After receiving a B.A. in Chemistry from Princeton, and completing a Masters in Education from Boston's Lesley University, she taught math and science at various elementary and middle schools in California, Maryland, and Massachusetts.

==Early life and swimming==
Seto was born on April 2, 1973, and raised in Halifax, Nova Scotia, where she attended Queen Elizabeth High School, graduating in 1991. Her mother is Taiwanese, which made her eligible to compete for Taiwan.

She swam in her youth with the highly competitive Halifax Trojan Aquatic Club, where she was coached by fellow Nova Scotian Gary MacDonald. MacDonald coached the Halifax Trojan Aquatic Club from 1983-2004, and was a former Olympic silver medalist in the 4x100-meter Medley relay for Canada at the 1976 Montreal Olympics. Familiar with Car-wai's specialties of medley and freestyle swimming, MacDonald had excelled as a medley swimmer familiar with all four competitive swim strokes in his early years competing for Simon Fraser University.

==1988 Seoul Olympics==
At only 15, Seto represented Taiwan at the 1988 Summer Olympics, competing in the 4x100 meter freestyle relay where the team placed 15th with a time of 4:09.84. Competing in her specialty, she swam in the Olympic women's 100-meter breaststroke where she placed 32nd with a time of 1:15.47, and the women's 200 meter breaststroke where she placed 35th with a time of 2:42.31.

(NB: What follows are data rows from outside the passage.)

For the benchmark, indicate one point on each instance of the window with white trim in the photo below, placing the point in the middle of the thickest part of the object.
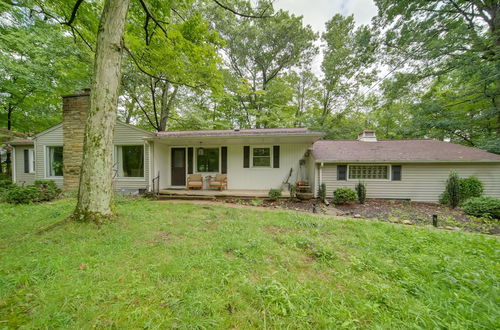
(31, 157)
(55, 161)
(261, 157)
(207, 160)
(130, 161)
(369, 172)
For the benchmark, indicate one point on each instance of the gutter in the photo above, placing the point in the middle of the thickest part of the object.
(399, 161)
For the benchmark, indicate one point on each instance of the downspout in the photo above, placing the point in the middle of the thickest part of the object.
(320, 176)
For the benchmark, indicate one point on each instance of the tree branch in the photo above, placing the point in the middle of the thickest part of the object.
(73, 12)
(261, 15)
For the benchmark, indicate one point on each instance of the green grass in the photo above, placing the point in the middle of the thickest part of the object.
(164, 265)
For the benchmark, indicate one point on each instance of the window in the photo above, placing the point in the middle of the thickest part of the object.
(55, 161)
(261, 157)
(396, 172)
(29, 161)
(207, 159)
(130, 161)
(374, 172)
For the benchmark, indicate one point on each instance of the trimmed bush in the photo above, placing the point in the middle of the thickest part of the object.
(470, 187)
(451, 195)
(5, 184)
(361, 191)
(23, 195)
(293, 191)
(274, 194)
(48, 188)
(467, 188)
(482, 206)
(344, 195)
(322, 192)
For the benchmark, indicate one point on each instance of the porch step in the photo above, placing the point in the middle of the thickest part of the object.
(185, 197)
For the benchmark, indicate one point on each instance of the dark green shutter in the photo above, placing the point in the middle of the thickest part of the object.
(223, 158)
(341, 172)
(246, 157)
(396, 172)
(190, 160)
(26, 161)
(276, 156)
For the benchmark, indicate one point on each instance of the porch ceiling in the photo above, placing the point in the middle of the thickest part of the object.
(228, 140)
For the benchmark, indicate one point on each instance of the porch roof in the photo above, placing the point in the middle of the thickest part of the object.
(241, 135)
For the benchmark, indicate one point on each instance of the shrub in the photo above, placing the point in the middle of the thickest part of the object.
(361, 191)
(470, 187)
(274, 194)
(23, 195)
(482, 206)
(322, 192)
(48, 188)
(344, 195)
(467, 188)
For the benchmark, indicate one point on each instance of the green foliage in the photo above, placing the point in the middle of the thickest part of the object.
(39, 62)
(41, 190)
(467, 188)
(49, 189)
(5, 184)
(151, 259)
(256, 202)
(361, 192)
(344, 195)
(23, 195)
(482, 207)
(322, 192)
(470, 187)
(274, 194)
(293, 191)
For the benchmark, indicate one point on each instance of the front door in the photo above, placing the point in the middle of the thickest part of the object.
(178, 166)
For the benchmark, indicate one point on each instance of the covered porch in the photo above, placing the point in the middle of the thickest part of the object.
(214, 194)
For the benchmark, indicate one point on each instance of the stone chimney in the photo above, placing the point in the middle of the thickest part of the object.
(75, 109)
(367, 136)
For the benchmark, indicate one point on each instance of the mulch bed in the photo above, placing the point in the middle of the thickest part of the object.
(406, 212)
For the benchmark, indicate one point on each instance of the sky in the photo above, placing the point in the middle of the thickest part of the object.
(317, 12)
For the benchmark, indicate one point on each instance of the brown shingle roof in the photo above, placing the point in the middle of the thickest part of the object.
(241, 132)
(397, 150)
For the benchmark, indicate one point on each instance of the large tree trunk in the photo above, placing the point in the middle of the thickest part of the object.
(96, 189)
(167, 101)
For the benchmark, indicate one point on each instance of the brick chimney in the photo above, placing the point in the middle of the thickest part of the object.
(367, 136)
(75, 108)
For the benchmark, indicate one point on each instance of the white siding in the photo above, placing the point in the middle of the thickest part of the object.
(127, 135)
(265, 178)
(54, 137)
(124, 135)
(238, 177)
(419, 182)
(21, 177)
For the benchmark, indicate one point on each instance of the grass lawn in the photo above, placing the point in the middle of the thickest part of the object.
(192, 266)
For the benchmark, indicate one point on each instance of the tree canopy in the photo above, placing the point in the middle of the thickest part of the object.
(420, 69)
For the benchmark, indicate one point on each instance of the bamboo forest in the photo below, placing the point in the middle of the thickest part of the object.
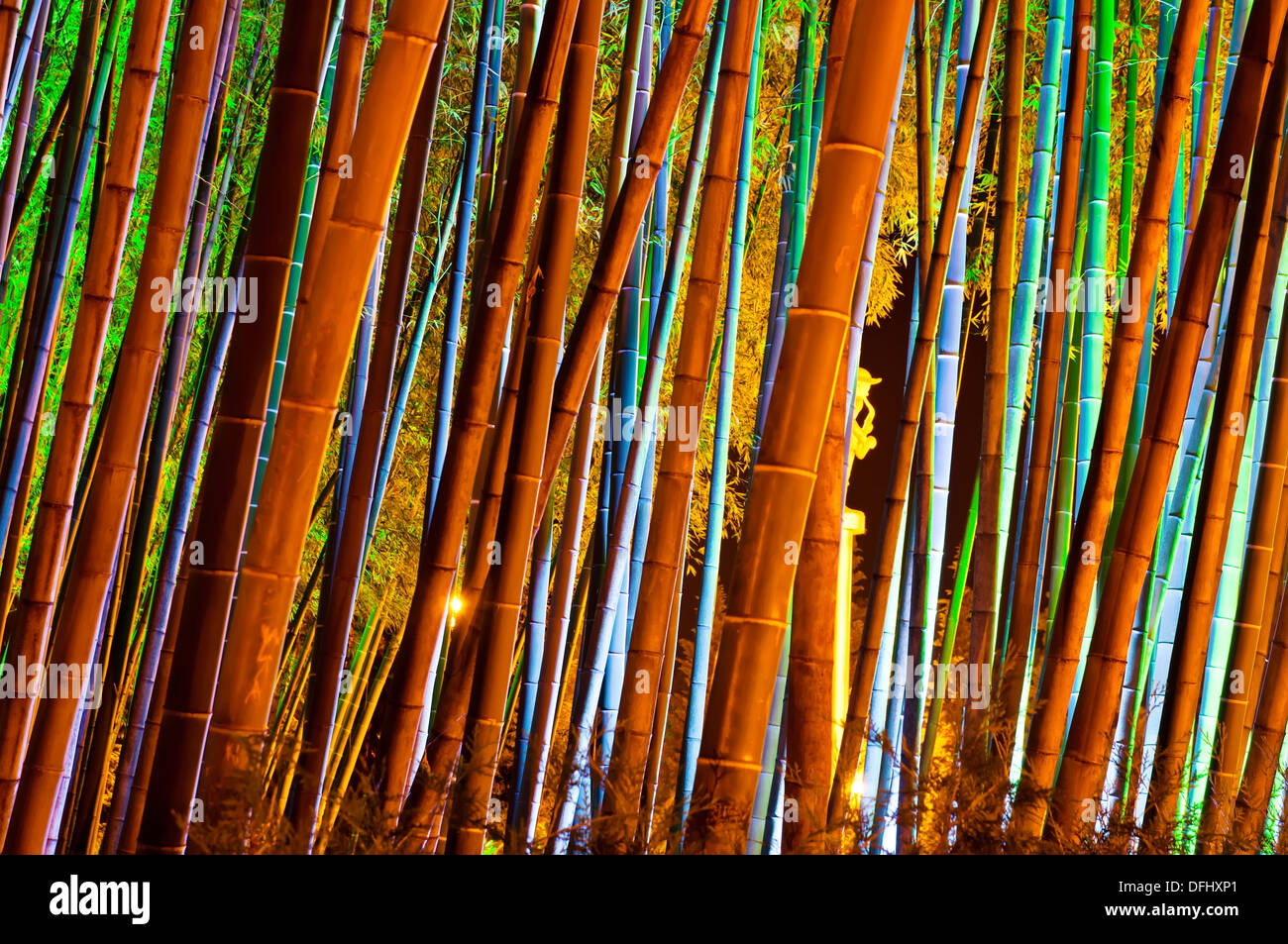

In other relay events, she swam in the women's 200 meter individual medley where she placed 28th with a time of 2:27.72, and the women's 4x100 meter medley relay where her Taiwanese team placed 16th overall with a time of 4:39.49.

===Princeton University===
After competing in the Olympics, Seto attended and competed in swimming for Princeton University, where she swam for Hall of Fame Coach Rob Orr and Women's coach Susan Teeter. Enrolling at Princeton in 1991, and graduating around 1995, she completed a B.A. in Chemistry. During her collegiate swimming career, she was the 100-yard breaststroke Ivy League champion in three years, with a 1:03.4 in 1992, a 1:03.10 in 1993, a 1:03.18 in 1994, and a 1:03.27 in 1995. A dominant team during Seto's collegiate career, Princeton had the best record among women's teams in the EISL/Ivy League in the years 1990, 1992, and 1995, and were runners-up in 1991 and 1994.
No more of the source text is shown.